The first step in building a predictive model for text is understanding the distribution and relationship between the words, tokens, and phrases in the text. The goal of this task is to understand the basic relationships you observe in the data and prepare to build your first linguistic models.
Exploratory analysis - perform a thorough exploratory analysis of the data, understanding the distribution of words and relationship between the words in the corpora. Understand frequencies of words and word pairs - build figures and tables to understand variation in the frequencies of words and word pairs in the data.

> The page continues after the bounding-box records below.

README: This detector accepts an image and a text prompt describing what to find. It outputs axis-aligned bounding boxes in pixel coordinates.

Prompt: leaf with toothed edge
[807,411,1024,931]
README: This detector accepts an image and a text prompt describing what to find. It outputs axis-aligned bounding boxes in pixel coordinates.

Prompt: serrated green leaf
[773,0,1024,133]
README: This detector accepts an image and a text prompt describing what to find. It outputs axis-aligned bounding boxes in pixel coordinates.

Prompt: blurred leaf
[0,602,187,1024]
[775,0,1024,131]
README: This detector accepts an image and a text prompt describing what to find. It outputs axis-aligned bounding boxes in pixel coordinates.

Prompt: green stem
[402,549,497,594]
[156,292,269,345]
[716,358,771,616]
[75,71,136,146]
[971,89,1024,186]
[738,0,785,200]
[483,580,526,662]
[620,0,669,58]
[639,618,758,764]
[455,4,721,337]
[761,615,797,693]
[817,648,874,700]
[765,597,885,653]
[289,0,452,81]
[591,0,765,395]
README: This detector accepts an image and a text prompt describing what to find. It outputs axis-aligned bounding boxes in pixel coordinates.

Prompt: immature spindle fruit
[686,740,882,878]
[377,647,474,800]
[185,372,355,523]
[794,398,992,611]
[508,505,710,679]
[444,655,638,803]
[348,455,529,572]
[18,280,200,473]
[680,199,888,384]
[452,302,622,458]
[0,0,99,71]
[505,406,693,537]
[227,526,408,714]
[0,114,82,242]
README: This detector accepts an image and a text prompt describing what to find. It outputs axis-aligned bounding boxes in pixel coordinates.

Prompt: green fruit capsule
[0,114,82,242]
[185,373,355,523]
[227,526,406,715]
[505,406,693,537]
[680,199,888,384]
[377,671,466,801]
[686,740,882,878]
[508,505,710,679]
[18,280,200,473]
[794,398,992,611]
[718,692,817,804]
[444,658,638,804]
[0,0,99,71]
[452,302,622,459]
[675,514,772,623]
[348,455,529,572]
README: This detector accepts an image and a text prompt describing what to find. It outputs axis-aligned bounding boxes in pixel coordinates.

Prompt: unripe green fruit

At first we need to take clear the fact that we need three fundamentals objetcs to start: + The corpora data in our directory + The java package and program installed + The libraries required
So, loading the packages required:
library(tm)
## Loading required package: NLP
library(SnowballC)
suppressMessages(library(gdata))
library(kableExtra)
suppressMessages(library(ggplot2))
library(gridExtra)
library(rJava)
library(XML)
library(wordcloud)
library(RColorBrewer)
library(caret)
library(NLP)
library(openNLP)
library(RWeka)
library(qdap)
Now we need to load the data, and then take a sample of the length of other file = “Bad Words”, that are going to be used in the next task.
badEn<-readLines("badwords.txt")
## Warning in readLines("badwords.txt"): incomplete final line found on
## 'badwords.txt'
blog<-sample(suppressWarnings(readLines("en_US.blogs.txt")),length(badEn))
twitter<-sample(suppressWarnings(readLines("en_US.twitter.txt")),length(badEn))
news<-sample(suppressWarnings(readLines("en_US.news.txt")),length(badEn))
class(blog)
## [1] "character"
class(news)
## [1] "character"
class(twitter)
## [1] "character"
and the samples as data, are:
sample_d<- c(blog,news,twitter)
Now we need to clean the data for those signs of punctuation and numbers, also we need to reorder the data
txt <- sent_detect(sample_d)
txt<- removeNumbers(txt)
txt <- removePunctuation(txt)
txt<- stripWhitespace(txt)
txt <- tolower(txt)
txt <- txt[which(txt!="")]
txt <- data.frame(txt, stringsAsFactors = FALSE)
Next step is to create the grams(1, 2 y 3) for this purpose we need to order the data more to be more clear.
words <- WordTokenizer(txt)
grams <- NGramTokenizer(txt)
for(i in 1:length(grams))
{if(length(WordTokenizer(grams[i]))==2) break}
for(j in 1:length(grams))
{if(length(WordTokenizer(grams[j]))==1)break}
# Creating the grams(N)
onegram<- data.frame(table(words))
onegram <- onegram[order(onegram$Freq, decreasing = TRUE),]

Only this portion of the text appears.